Edition of Fast Forward.

Yesterday the city of Frankfurt decided to additionally fund our project with 30 million Euros. That will finance some of our future ideas, such as the  “Agentur des städtischen Wandels” (Agency of Urban Change). So it is time to celebrate and toast to all of us for our hard volunteer work in the past months! We meet at the Pop-Up-Café at the Frankfurter Kunstverein, a newly opened location in an art museum space situated right between the city hall at the Römer (where the Roman emperors were crowned) and the “Neue Altstadt” (the reconstructed and newly built old city).

Yet, while celebrating with my team mates in Frankfurt I have to finish another job virtually: Together with Nadin Heinich and Cornelia Hellstern from Munich, I have been working as the managing editor on the second issue of the Fast Forward Magazine in the past months. It will go along with this year’s Architecture Matters Conference on the topic of “Dense City”, and its impact on future climate neutrality. It has to be printed and delivered by May 19th, the first conference day. At 9:00 am I can finalize the layout with Noëm Held, our graphic designer, and send it to the printer – our work is done! I just love creating analog books and magazines, just like exhibitions they feel like very dense and intense architecture projects to me.
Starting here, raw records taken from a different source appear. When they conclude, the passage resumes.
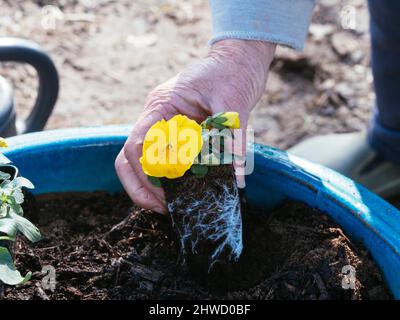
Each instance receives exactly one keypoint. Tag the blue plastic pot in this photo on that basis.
(83, 160)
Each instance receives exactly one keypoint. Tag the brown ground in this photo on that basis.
(102, 249)
(111, 53)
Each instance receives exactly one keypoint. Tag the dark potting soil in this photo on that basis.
(102, 248)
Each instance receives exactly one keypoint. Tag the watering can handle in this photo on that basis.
(19, 50)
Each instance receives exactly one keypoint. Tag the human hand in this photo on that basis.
(231, 78)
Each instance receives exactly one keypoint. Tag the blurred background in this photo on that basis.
(111, 53)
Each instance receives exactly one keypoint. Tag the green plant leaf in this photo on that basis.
(4, 175)
(20, 182)
(7, 238)
(155, 181)
(8, 273)
(199, 170)
(9, 227)
(219, 120)
(217, 125)
(4, 159)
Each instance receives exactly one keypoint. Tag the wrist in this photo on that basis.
(253, 54)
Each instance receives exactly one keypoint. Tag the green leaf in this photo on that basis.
(3, 210)
(199, 170)
(8, 273)
(20, 182)
(9, 227)
(4, 159)
(26, 227)
(155, 181)
(7, 238)
(220, 120)
(4, 175)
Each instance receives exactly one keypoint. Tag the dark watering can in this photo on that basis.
(18, 50)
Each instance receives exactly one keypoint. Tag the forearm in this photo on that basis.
(278, 21)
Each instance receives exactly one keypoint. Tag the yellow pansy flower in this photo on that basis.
(3, 143)
(170, 147)
(232, 119)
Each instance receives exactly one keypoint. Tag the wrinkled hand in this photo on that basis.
(231, 78)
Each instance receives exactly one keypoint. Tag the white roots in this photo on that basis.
(214, 218)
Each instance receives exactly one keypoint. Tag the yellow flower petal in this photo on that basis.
(170, 147)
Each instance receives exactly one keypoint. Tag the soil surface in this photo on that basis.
(103, 248)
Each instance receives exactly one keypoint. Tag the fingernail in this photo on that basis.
(158, 210)
(241, 184)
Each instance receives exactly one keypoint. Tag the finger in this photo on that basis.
(239, 152)
(133, 151)
(134, 188)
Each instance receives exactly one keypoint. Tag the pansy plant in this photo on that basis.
(204, 205)
(12, 221)
(173, 147)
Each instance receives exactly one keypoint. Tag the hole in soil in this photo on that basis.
(102, 248)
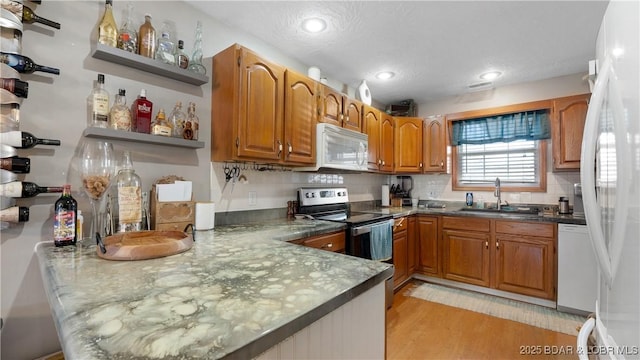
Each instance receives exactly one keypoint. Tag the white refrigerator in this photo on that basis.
(610, 176)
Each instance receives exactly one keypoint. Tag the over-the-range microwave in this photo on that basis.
(339, 149)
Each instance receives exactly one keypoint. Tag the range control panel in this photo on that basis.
(322, 196)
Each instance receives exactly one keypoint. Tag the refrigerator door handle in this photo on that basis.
(587, 175)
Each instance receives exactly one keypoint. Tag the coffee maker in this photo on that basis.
(404, 189)
(578, 207)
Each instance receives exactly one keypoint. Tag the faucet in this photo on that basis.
(496, 193)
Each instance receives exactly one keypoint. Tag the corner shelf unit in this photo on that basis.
(119, 56)
(111, 134)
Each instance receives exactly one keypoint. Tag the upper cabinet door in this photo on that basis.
(408, 145)
(261, 110)
(301, 114)
(371, 127)
(330, 106)
(435, 145)
(567, 126)
(387, 141)
(353, 117)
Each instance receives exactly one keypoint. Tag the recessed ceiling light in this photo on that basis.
(490, 75)
(314, 25)
(384, 75)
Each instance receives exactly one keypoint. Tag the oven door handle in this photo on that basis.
(359, 230)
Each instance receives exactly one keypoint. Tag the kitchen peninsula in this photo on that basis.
(239, 292)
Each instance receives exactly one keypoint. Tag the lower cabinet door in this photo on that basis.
(525, 265)
(466, 257)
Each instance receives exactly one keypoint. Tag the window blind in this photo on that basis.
(514, 163)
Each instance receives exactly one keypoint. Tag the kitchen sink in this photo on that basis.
(525, 210)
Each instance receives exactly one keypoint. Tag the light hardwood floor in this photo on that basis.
(419, 329)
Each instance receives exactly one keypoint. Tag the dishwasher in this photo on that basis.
(577, 270)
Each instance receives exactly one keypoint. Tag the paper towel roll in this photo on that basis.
(385, 195)
(205, 216)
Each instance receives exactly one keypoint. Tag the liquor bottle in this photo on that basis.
(15, 164)
(24, 140)
(176, 119)
(25, 189)
(15, 214)
(65, 219)
(24, 64)
(120, 115)
(191, 124)
(107, 28)
(182, 60)
(147, 38)
(127, 209)
(160, 125)
(128, 36)
(16, 86)
(99, 104)
(141, 112)
(165, 50)
(195, 64)
(29, 17)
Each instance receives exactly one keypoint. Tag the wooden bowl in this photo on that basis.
(140, 245)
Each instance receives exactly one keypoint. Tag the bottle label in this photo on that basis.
(129, 204)
(12, 189)
(64, 225)
(161, 130)
(101, 107)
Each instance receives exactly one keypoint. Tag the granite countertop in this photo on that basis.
(239, 291)
(455, 209)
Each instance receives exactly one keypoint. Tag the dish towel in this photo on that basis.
(381, 238)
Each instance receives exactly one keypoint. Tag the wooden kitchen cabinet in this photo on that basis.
(412, 245)
(379, 130)
(525, 261)
(435, 145)
(466, 255)
(250, 97)
(400, 251)
(428, 236)
(567, 126)
(387, 140)
(408, 145)
(331, 242)
(339, 110)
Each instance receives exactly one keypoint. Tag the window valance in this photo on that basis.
(527, 125)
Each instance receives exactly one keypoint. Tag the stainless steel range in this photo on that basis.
(368, 235)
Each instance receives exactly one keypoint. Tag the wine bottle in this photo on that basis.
(128, 205)
(65, 219)
(99, 104)
(16, 86)
(107, 29)
(29, 17)
(15, 214)
(25, 189)
(18, 165)
(24, 64)
(24, 140)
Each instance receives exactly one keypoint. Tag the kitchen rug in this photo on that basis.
(530, 314)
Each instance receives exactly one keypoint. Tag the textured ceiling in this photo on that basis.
(436, 48)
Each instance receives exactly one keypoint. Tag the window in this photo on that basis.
(520, 165)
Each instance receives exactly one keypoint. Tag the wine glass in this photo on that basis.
(97, 167)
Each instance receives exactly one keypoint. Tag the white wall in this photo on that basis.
(558, 184)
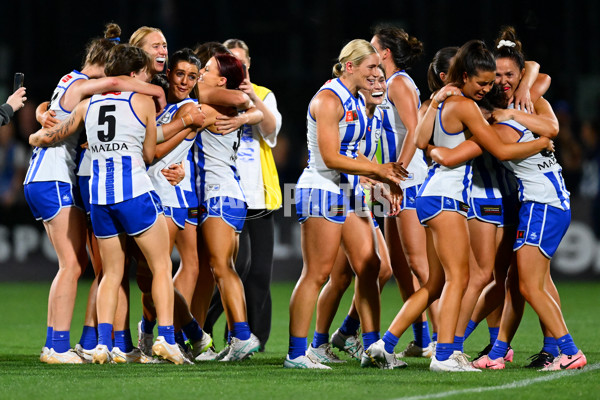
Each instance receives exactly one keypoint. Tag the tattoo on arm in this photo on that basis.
(60, 131)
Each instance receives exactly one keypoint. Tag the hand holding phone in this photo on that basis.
(19, 81)
(17, 99)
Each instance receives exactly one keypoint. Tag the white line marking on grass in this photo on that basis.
(548, 376)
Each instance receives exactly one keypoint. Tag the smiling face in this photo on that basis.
(365, 74)
(155, 45)
(377, 94)
(182, 80)
(142, 75)
(210, 74)
(508, 75)
(477, 86)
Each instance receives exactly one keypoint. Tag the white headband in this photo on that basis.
(506, 43)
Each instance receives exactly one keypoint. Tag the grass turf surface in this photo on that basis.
(22, 333)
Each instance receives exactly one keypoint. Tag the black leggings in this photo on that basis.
(254, 265)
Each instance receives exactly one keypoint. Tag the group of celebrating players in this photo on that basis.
(474, 199)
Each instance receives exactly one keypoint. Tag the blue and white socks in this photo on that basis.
(567, 346)
(168, 332)
(349, 326)
(551, 346)
(89, 337)
(319, 339)
(390, 340)
(61, 341)
(421, 334)
(297, 347)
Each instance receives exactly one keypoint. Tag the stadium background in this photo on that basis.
(293, 45)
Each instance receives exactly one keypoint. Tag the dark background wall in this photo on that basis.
(293, 46)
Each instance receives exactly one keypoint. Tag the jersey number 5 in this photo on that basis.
(107, 119)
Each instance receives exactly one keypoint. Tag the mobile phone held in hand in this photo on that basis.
(19, 80)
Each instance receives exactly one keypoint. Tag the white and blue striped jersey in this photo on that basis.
(369, 144)
(215, 155)
(182, 195)
(57, 162)
(115, 141)
(394, 133)
(352, 127)
(539, 176)
(491, 180)
(453, 182)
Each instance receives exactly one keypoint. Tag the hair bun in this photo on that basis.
(112, 31)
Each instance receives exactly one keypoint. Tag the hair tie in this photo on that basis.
(506, 43)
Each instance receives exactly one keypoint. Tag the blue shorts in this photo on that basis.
(409, 200)
(334, 207)
(429, 207)
(542, 226)
(486, 210)
(84, 190)
(501, 211)
(132, 216)
(177, 214)
(46, 199)
(375, 223)
(229, 209)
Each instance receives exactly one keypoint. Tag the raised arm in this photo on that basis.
(227, 124)
(86, 88)
(223, 97)
(468, 113)
(522, 95)
(191, 119)
(543, 122)
(465, 151)
(46, 137)
(144, 108)
(540, 87)
(424, 128)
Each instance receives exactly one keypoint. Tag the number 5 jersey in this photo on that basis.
(115, 140)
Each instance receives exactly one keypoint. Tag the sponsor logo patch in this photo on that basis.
(490, 210)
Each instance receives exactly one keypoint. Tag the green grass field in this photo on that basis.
(22, 333)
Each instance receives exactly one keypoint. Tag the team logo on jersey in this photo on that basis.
(165, 118)
(351, 116)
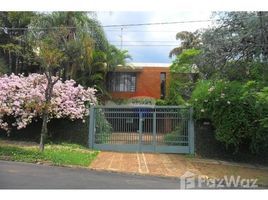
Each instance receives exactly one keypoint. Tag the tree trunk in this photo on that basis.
(43, 131)
(10, 61)
(48, 94)
(17, 65)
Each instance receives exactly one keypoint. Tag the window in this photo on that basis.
(121, 82)
(163, 84)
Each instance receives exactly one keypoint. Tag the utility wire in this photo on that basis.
(121, 25)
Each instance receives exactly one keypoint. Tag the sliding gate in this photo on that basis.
(165, 129)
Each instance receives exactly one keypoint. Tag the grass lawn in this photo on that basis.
(56, 154)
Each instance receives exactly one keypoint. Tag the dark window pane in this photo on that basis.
(121, 82)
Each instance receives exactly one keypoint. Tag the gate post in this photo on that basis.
(191, 138)
(154, 130)
(91, 127)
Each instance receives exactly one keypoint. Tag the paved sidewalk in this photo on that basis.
(171, 165)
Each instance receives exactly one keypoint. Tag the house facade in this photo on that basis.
(139, 79)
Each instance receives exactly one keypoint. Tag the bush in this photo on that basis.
(235, 110)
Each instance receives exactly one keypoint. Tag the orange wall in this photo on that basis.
(147, 83)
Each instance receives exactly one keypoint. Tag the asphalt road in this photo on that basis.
(16, 175)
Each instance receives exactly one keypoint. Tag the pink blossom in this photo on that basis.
(23, 98)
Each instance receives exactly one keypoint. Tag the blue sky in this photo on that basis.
(150, 43)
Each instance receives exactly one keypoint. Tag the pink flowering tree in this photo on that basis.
(22, 99)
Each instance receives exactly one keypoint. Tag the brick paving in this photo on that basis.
(170, 165)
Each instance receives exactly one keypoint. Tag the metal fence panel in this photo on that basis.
(144, 128)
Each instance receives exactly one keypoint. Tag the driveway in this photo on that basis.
(168, 165)
(16, 175)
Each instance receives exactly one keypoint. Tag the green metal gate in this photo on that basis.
(163, 129)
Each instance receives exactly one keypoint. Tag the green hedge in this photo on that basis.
(238, 111)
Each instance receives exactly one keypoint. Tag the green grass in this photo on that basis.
(57, 154)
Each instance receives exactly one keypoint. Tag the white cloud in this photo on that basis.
(138, 40)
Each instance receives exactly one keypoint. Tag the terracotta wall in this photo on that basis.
(147, 83)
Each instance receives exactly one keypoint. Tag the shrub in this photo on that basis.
(235, 111)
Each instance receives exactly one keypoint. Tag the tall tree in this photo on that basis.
(234, 44)
(50, 56)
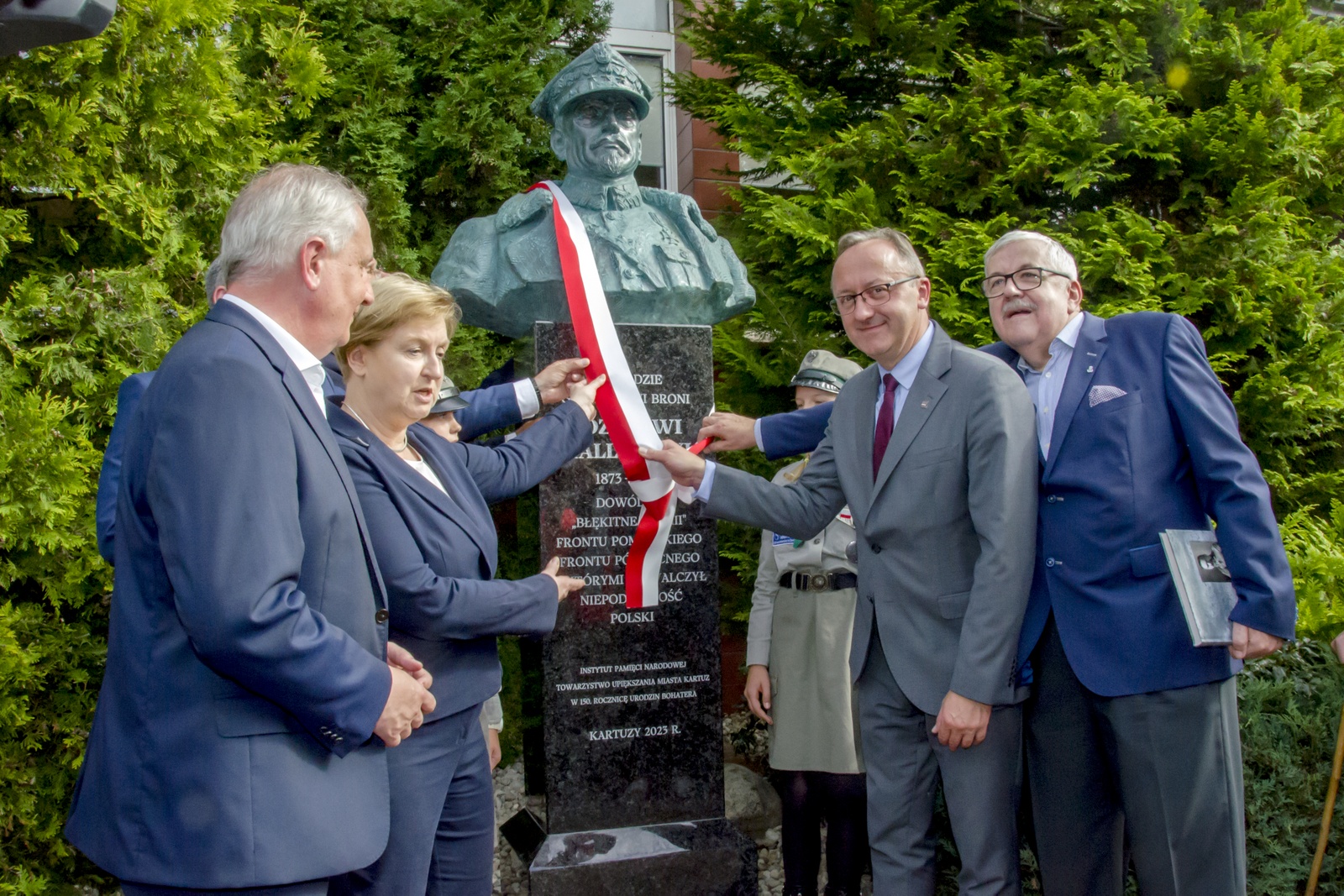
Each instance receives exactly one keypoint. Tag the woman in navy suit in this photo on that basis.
(427, 504)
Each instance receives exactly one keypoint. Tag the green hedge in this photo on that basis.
(1220, 199)
(1189, 154)
(118, 157)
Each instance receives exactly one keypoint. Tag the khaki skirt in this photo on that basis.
(813, 705)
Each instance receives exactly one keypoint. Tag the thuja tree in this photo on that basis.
(428, 110)
(1191, 155)
(118, 160)
(118, 157)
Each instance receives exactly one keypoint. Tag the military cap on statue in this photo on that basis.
(826, 371)
(659, 259)
(600, 69)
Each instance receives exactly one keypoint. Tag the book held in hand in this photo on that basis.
(1203, 584)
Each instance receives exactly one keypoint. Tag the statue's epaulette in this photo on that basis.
(679, 204)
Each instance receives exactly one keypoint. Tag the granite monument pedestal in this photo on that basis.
(632, 698)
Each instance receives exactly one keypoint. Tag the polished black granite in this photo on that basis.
(689, 859)
(632, 726)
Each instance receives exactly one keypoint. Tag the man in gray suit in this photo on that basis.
(934, 452)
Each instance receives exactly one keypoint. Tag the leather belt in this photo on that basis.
(819, 580)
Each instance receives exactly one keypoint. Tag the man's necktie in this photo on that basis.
(886, 419)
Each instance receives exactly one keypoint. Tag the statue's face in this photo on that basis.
(598, 136)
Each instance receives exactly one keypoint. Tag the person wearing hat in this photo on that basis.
(660, 262)
(799, 676)
(443, 417)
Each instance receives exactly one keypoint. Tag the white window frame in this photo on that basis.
(662, 45)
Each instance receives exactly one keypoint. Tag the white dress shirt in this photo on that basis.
(1047, 385)
(308, 364)
(905, 371)
(428, 472)
(528, 402)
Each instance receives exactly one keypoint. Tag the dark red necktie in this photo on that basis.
(886, 421)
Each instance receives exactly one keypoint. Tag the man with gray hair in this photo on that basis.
(932, 449)
(249, 688)
(1131, 731)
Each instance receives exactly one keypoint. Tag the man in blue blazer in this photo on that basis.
(777, 434)
(248, 663)
(488, 410)
(1131, 730)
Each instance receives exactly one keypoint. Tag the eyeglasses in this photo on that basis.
(874, 296)
(1025, 280)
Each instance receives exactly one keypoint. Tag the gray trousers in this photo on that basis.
(905, 761)
(1163, 768)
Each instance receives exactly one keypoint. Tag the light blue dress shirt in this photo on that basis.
(905, 371)
(1047, 385)
(308, 364)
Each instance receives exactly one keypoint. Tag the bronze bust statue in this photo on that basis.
(659, 259)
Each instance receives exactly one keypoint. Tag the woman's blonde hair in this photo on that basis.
(398, 298)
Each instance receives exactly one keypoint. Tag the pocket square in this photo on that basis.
(1101, 394)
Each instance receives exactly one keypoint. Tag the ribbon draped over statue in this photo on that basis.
(617, 401)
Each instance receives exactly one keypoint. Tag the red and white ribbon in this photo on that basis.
(618, 402)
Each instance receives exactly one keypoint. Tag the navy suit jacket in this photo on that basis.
(796, 432)
(246, 671)
(438, 553)
(105, 506)
(491, 409)
(1166, 454)
(488, 409)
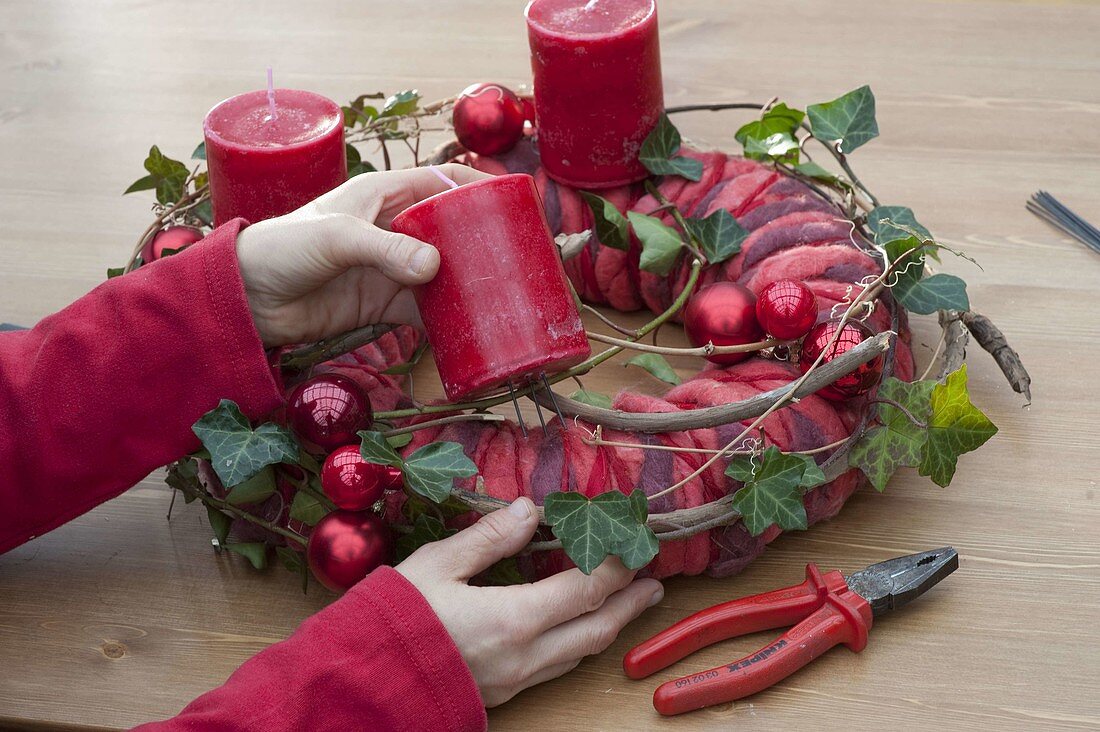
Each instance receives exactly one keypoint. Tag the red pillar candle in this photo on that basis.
(499, 310)
(263, 165)
(597, 87)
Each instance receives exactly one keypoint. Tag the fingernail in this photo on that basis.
(520, 509)
(419, 260)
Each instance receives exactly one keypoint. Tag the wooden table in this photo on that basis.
(121, 616)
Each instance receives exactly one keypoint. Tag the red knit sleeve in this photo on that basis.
(96, 396)
(377, 658)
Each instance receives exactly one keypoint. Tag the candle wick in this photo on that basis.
(442, 176)
(271, 95)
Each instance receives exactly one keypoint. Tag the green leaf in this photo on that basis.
(255, 553)
(238, 451)
(898, 441)
(612, 227)
(426, 528)
(772, 491)
(660, 244)
(375, 448)
(590, 530)
(595, 399)
(812, 170)
(939, 292)
(659, 153)
(400, 104)
(719, 235)
(848, 120)
(956, 426)
(656, 364)
(306, 509)
(773, 135)
(220, 523)
(431, 470)
(146, 183)
(256, 489)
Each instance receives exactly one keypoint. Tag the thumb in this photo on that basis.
(353, 242)
(495, 536)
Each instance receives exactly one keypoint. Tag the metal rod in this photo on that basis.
(519, 416)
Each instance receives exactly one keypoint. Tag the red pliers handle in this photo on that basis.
(822, 609)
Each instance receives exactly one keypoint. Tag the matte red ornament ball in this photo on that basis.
(347, 546)
(488, 119)
(723, 314)
(172, 239)
(859, 381)
(352, 482)
(787, 309)
(327, 411)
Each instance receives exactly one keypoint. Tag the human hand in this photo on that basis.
(514, 637)
(333, 264)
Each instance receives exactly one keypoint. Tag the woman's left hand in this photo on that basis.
(333, 264)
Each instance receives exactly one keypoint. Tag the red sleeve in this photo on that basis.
(378, 658)
(95, 397)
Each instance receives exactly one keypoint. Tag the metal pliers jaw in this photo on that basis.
(825, 610)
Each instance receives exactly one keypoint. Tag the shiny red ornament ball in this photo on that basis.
(327, 411)
(859, 381)
(173, 238)
(488, 119)
(787, 309)
(352, 482)
(723, 314)
(344, 547)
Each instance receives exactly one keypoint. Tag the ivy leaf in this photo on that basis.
(238, 451)
(431, 470)
(595, 399)
(254, 552)
(375, 448)
(772, 494)
(306, 509)
(591, 528)
(847, 120)
(898, 441)
(426, 530)
(956, 426)
(719, 235)
(400, 104)
(612, 227)
(656, 364)
(220, 523)
(939, 292)
(812, 170)
(659, 153)
(256, 489)
(660, 244)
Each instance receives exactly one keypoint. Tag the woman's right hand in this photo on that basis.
(514, 637)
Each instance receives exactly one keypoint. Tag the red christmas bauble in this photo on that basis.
(723, 314)
(859, 381)
(787, 309)
(488, 119)
(344, 547)
(327, 411)
(173, 238)
(352, 482)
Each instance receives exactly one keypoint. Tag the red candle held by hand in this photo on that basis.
(499, 310)
(597, 87)
(263, 165)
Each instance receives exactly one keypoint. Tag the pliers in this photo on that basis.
(826, 610)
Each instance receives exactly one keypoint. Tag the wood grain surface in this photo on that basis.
(122, 616)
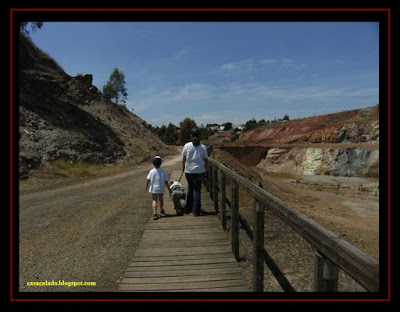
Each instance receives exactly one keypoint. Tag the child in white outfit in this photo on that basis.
(156, 180)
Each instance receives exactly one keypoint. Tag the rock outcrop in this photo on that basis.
(64, 117)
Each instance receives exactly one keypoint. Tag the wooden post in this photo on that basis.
(258, 245)
(210, 180)
(326, 274)
(235, 220)
(215, 188)
(223, 201)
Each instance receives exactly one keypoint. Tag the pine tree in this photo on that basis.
(116, 86)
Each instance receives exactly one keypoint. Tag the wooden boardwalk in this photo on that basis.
(184, 254)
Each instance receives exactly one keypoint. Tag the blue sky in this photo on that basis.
(214, 72)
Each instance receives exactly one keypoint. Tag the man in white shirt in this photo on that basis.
(194, 163)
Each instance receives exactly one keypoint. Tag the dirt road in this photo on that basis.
(85, 232)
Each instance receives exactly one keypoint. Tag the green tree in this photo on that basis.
(34, 26)
(115, 88)
(251, 124)
(186, 125)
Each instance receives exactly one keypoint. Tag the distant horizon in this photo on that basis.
(218, 72)
(270, 120)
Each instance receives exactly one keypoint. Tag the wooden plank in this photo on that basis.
(181, 279)
(186, 272)
(185, 286)
(209, 289)
(183, 253)
(355, 262)
(166, 264)
(182, 267)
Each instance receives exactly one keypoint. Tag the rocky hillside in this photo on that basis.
(355, 126)
(64, 117)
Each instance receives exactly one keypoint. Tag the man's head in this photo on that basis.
(157, 161)
(195, 136)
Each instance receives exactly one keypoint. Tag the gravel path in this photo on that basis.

10:30am: Riding my bike always enables me to take some time to switch from one job to another. Today I even sit down shortly in order to reflect on past jobs and future steps ahead of me.

Bike ride views.

12:00pm: When I reach my home office in Offenbach I answer my mails and talk on the phone, and suddenly it is already time for lunch. I really love cooking and baking, but during the day I try to make something quickly, like pasta.

2:00pm: Normally I pick up our daughter from school at 2:00pm, but today she stays at a friend’s house in Frankfurt, so I gain a little more time to work.

6:00pm: At the end of a work day the last bike rides are my exercise for the day. On weekends I sometimes go jogging along the Main river, while listening to music or podcasts, it´s my way of switching off from work.

7:00pm: Cooking and eating dinner is the time we spend together as a family on weekdays. Sometimes, like tonight, it´s warm enough outside, so that we can have dinner on our wonderful loggia. When the kids are in bed, I like to stay outside for another hour, talking or reading, eating a good chocolate, and calling it a night.